Extract Document Service.

POST {{baseUrl}}/session/services/extractdocument

The Extract Document Service will perform extraction on each item submitted and return a UIM object containing information from the result.

Service Properties

  • Env - Metadata environment identifier. Value is one of D, T or P. Default value is P.

  • IncludeOcrData - Boolean. If true then the returned UIM data object will contain extracted characters information. Otherwise it won't.

  • Project - Optional string. The recognition project to use to classify the document. Valid values are Default for the Advanced Recognition and InformationExtraction for the Information Extraction. If omitted, Default is used.

Values Per Request Item

  • DocumentTypeName String. The Document Type name to be used for extraction. This is ignored if the TemplateIds property is passed.

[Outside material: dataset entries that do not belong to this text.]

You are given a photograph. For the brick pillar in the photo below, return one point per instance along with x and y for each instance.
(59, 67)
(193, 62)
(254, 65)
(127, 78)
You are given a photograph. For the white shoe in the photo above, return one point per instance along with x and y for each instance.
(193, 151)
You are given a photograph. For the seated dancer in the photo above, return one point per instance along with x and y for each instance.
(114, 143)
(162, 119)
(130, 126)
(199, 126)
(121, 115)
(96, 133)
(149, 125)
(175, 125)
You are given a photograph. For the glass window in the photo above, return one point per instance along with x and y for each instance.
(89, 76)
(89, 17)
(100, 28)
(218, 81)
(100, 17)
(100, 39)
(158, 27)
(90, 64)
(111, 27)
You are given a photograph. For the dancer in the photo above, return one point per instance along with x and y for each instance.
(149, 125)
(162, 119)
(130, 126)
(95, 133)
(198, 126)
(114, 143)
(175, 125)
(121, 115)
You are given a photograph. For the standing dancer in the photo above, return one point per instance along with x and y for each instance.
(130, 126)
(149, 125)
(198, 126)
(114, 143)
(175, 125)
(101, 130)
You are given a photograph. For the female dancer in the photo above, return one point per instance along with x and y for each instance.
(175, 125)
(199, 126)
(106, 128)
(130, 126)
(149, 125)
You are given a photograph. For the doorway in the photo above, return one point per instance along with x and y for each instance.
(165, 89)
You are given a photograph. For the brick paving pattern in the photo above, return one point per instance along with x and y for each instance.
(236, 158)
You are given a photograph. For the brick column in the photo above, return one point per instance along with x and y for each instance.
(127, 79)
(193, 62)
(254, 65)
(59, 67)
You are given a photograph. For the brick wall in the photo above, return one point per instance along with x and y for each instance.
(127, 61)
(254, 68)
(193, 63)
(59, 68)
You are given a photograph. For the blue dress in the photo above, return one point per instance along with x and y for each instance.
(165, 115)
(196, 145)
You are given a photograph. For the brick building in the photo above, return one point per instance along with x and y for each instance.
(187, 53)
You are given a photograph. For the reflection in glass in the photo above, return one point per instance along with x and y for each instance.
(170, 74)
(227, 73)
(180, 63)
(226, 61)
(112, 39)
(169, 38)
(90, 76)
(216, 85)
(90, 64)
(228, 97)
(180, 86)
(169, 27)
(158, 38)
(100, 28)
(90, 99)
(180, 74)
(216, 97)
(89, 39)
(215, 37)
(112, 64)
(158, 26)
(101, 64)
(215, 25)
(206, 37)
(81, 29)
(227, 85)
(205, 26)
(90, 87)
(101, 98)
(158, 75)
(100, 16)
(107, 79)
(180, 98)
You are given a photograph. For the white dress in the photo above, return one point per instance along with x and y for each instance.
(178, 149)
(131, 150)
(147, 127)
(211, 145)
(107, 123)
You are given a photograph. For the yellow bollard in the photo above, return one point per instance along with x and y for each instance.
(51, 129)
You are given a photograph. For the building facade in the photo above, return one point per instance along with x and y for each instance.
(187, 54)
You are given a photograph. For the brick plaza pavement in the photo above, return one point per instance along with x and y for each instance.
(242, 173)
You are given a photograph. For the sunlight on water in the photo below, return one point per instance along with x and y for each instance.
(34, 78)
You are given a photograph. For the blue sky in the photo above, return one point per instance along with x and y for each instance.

  • TemplateIds - Array of Strings. The image template IDs assigned in the recognition project that are used for extraction. If not supplied, then the DocumentTypeName must be specified. Unused if the project is InformationExtraction. To skip a extraction from a page, set the template ID for that page to -2.

  • RepeatLastTemplate - Boolean. If true and if the TemplateIds array has fewer entries than the request item has files, the last template ID is applied to the remaining files in the request item.

Files Per Request Item

Each item can have one or more files. It can either be an embedded file or a reference to a file ID previously posted to the Files Resource. The File Type property for the file is ignored for this service.

If the TemplateIds property is not included in the request, more than one image is sent, and the DocumentTypeName is specified, then the images are processed as follows. First, the templates in the specified document type are ordered by name (not ID). Then, the first template in the list is used for the first file in the request item, the second template in the list is used for the second file in the request item, and so forth. If the request item contains more images than there are templates in the document type, then the extra images are not processed for data extraction.

Request Body

{"serviceProps"=>[{"name"=>"Env", "value"=>"D"}, {"name"=>"IncludeOcrData", "value"=>true}, {"name"=>"Project", "value"=>"InformationExtraction"}], "requestItems"=>[{"nodeId"=>1, "values"=>[{"name"=>"DocumentTypeName", "value"=>"TestWren"}, {"name"=>"TemplateIds", "value"=>["28"]}, {"name"=>"RepeatLastTemplate", "value"=>false}], "files"=>[{"name"=>"Wren", "value"=>"F_113aecccef734e448bec8d254ae4e059TIF", "contentType"=>"image/tiff", "fileType"=>"tif"}, {"name"=>"Wren_p2", "value"=>"F_2061b933c8e5412aa563a1b9c7ebf337TIF", "contentType"=>"image/tiff", "fileType"=>"tif"}]}]}

HEADERS

KeyDatatypeRequiredDescription
Content-Typestring

RESPONSES

status: OK

{"returnStatus":{"status":200,"code":"OK0000","message":"","server":"WS-Sa3586a2353bb48c0b7131c9875f61e69IS"},"licenseUsedPercent":0,"id":"REQ6","serviceName":"extractdocument","executionMilliSeconds":663,"licensePagesUsed":1,"licensePagesUsed2":0,"resultItems":[{"nodeId":1,"errorCode":"","errorMessage":"","values":[{"name":"ClassificationPageIds,","value":["d907a548196c4e35837dad51954cd3ed","748f4bfce54f4fc084ba19cee31bcccc"]},{"name":"UimData","value":{"docType":"TestWren","locale":"en-US","flaggedReason":null,"extractionId":"3aff08999e844ff6a31aff002b0fcb4a","nodeList":[{"name":"InvoiceNumber","isArray":false,"indexFieldType":"Number","labelText":"Invoice No.","isRequired":true,"controlType":"TextBox","data":[{"arrayIndex":0,"value":227628,"fieldError":{"errorCode":"ER2208","recoverable":false,"message":"Out of Bounds:Valid values: 1000 ➜ 10210"},"mustConfirm":true,"choices":null,"locationRect":{"left":639,"top":144,"width":124,"height":30},"pageId":1,"confidence":100,"extractedCharacters":[{"values":[{"value":"2","confidence":100}]}]}]}]}}]}]}